I was feeling really positive and generally great! I'm focusing on my needs right now, continuing MC, IC, and women's support group and was feeling confident and optimistic about my life. I'm not focusing on where my marriage will be 6 months from now, but rather on how to clear the air of our issues, maybe renew our friendship, and see where we go from there, whether it be continued marriage or divorce. He is 100% committed to working on our relationship as well. 

Here comes the BAM...

Pick my kids up from daycare, drive home, starting to feel down in the dumps for one reason or another, pull into the driveway, and here come the waterworks. Not sure if it was the reminder of having all the responsibility of everything on my shoulders for the afternoon/evening. Laundry, cleaning, dishes, getting dinner ready, having dinner with the kids by myself, bath time, story time, bedtime, then cleaning up after dinner, making bottles for the baby for daycare tomorrow, grading papers (which is what I am getting distracted from doing now), and just feeling low. Then tomorrow morning, getting up at 4:45am, getting myself ready, getting their breakfast ready, getting them up at 5:30, having breakfast with them by myself, getting them packed up in the car at 6:15am by myself and off to daycare, then work and starting all over again. 

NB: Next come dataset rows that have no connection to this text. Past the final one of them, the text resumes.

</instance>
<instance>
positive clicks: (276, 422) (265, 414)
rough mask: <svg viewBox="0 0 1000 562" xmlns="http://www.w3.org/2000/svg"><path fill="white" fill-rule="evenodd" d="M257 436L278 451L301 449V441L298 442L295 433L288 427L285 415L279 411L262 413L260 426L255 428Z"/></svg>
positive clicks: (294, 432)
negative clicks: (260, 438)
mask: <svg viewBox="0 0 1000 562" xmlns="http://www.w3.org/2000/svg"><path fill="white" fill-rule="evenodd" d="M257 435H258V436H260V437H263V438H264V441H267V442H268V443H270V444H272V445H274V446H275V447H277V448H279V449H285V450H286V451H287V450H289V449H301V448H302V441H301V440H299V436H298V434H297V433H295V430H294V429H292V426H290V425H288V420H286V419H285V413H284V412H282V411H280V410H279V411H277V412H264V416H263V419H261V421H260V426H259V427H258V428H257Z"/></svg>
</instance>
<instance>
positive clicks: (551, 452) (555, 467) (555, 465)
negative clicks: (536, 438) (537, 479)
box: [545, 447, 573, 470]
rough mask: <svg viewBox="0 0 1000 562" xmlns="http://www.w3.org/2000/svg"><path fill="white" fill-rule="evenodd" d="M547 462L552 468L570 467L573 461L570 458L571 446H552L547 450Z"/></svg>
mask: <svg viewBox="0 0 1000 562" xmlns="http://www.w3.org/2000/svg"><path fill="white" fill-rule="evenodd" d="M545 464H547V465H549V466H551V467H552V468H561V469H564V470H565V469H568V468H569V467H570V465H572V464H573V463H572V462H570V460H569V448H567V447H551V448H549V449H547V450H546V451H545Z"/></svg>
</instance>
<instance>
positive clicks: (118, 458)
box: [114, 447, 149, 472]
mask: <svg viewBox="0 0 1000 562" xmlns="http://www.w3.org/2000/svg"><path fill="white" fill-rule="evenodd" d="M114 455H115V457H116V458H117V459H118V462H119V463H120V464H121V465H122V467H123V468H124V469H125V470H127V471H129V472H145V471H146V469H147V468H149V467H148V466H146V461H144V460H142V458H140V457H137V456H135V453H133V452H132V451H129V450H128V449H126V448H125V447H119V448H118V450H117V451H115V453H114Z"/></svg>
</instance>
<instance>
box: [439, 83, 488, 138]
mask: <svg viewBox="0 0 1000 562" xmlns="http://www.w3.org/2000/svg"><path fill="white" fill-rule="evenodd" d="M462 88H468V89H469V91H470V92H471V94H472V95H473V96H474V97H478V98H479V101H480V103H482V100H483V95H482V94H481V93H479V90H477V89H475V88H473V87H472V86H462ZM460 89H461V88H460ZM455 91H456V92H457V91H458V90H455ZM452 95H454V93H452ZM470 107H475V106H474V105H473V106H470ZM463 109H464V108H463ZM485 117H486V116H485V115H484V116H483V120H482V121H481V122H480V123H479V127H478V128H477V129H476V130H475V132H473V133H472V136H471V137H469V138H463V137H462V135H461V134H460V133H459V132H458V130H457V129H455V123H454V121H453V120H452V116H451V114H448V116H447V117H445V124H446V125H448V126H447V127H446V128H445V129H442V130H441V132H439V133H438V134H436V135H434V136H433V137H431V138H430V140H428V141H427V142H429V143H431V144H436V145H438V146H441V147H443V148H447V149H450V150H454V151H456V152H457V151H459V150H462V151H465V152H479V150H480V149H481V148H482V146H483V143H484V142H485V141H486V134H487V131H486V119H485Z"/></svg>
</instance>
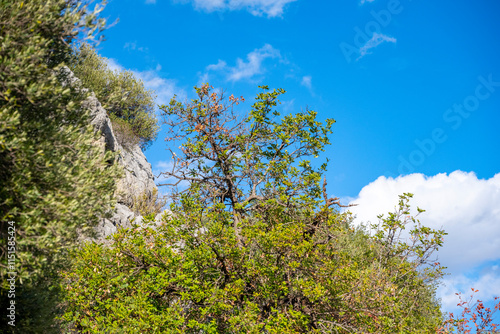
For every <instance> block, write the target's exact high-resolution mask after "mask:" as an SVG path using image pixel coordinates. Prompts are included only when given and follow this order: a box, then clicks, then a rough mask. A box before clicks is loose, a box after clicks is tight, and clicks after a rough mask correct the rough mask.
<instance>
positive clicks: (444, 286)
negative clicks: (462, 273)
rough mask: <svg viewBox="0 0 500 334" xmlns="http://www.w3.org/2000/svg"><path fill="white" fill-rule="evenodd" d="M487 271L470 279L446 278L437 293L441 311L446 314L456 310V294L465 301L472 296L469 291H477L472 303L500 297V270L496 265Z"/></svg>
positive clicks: (443, 281)
mask: <svg viewBox="0 0 500 334" xmlns="http://www.w3.org/2000/svg"><path fill="white" fill-rule="evenodd" d="M488 269H489V270H488V272H486V273H484V274H482V275H480V276H479V277H477V278H470V277H467V276H466V275H456V276H452V277H446V278H445V279H444V280H443V283H442V284H441V286H440V287H439V288H438V293H437V294H438V297H440V298H441V305H442V306H443V309H445V310H447V311H448V312H455V311H456V310H458V308H457V304H458V302H459V301H460V299H459V297H458V296H457V293H462V300H465V299H466V298H467V297H469V296H470V295H471V294H472V290H471V289H476V290H479V291H478V292H477V293H476V294H474V299H473V300H474V301H475V300H477V299H480V300H482V301H484V302H491V301H492V300H493V297H495V296H500V268H499V267H498V265H493V266H490V267H488Z"/></svg>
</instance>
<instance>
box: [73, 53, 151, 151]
mask: <svg viewBox="0 0 500 334" xmlns="http://www.w3.org/2000/svg"><path fill="white" fill-rule="evenodd" d="M71 70H72V71H73V73H75V75H76V76H77V77H78V78H79V79H80V80H81V82H82V85H83V86H84V87H86V88H88V89H90V90H91V91H93V92H94V93H95V94H96V97H97V98H98V100H99V101H100V102H101V103H102V105H103V106H104V108H105V109H106V110H107V112H108V114H109V116H110V117H111V118H112V119H114V121H115V122H117V120H118V119H120V120H122V121H124V122H126V123H128V125H129V126H130V128H125V127H124V126H123V123H120V126H118V127H117V130H118V131H120V130H125V132H126V133H125V134H121V136H120V138H124V137H125V138H126V141H125V143H127V144H128V143H130V142H138V143H140V145H141V148H142V149H146V148H147V147H148V146H149V145H150V144H151V143H152V142H153V141H154V140H155V139H156V136H157V134H158V129H159V126H158V121H157V119H156V115H155V110H154V108H155V103H154V99H155V98H156V96H155V95H154V92H153V91H151V90H148V89H146V88H145V87H144V83H143V82H142V81H141V80H140V79H138V78H137V77H136V76H135V75H134V74H133V73H132V72H130V71H118V70H115V71H112V70H110V69H109V67H108V61H107V59H106V58H104V57H101V56H99V55H98V54H97V53H96V51H95V50H94V49H93V48H92V47H91V46H90V45H88V44H82V45H80V47H79V48H77V49H75V50H74V53H73V58H72V61H71ZM129 129H130V130H131V132H132V133H133V135H134V136H135V137H136V138H135V139H133V140H132V138H131V136H130V131H129Z"/></svg>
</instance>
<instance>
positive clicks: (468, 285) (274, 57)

I think it's the overwhelming sadness that I am going to be doing this alone indefinitely. I love my kids, and I love the time I have with them, but it's lonely to do it all alone. I felt alone during my marriage, but this is REALLY alone. Husband comes over 2-3 nights a week to have dinner with us and to do bedtime routine with them and has started to take them every other weekend (which is also so sad), but I am so overwhelmed, exhausted, and sad right now. 

Oh well. I'm sure I'll wake up at a high point again tomorrow.


----------



## madaboutlove (Aug 28, 2011)

I heard some one on the radio talk show today reminding me that the future is just that, the future. All we really can do is stay in the moment. You have healthy kids, a job, a safe place to live. Try to stay positive, even when you are tired, remind yourself that you have much to be thankful for. This is only being said because I have the same kind of days as you, never know when it is going to hit. And trying to be grateful for the moment is all I have. My marriage of 28 years appears to be ending soon. I have all of that to be grateful for, along with 2 great young men who call me Mom, a nice home, family and friends and a job I love. I miss the man who promised to love me for better or worse and I worry about him all the time. But I just stood outside and looked up at the sky and reminded myself that I don't know what tomorrow will be so I need to be grateful for right now. Hope you slept well


----------



## Wildflower3 (Nov 20, 2011)

To add to this low point, my two boys, who I had sleep in my bed tonight (rare), now have some type of food poisoning and have been up since 1:30 am vomiting. I've gone through 3 changes of sheets, 2 sets of new pillows, and 3 pajama changes. I think H is going to have to come over after work today and let me sleep.


----------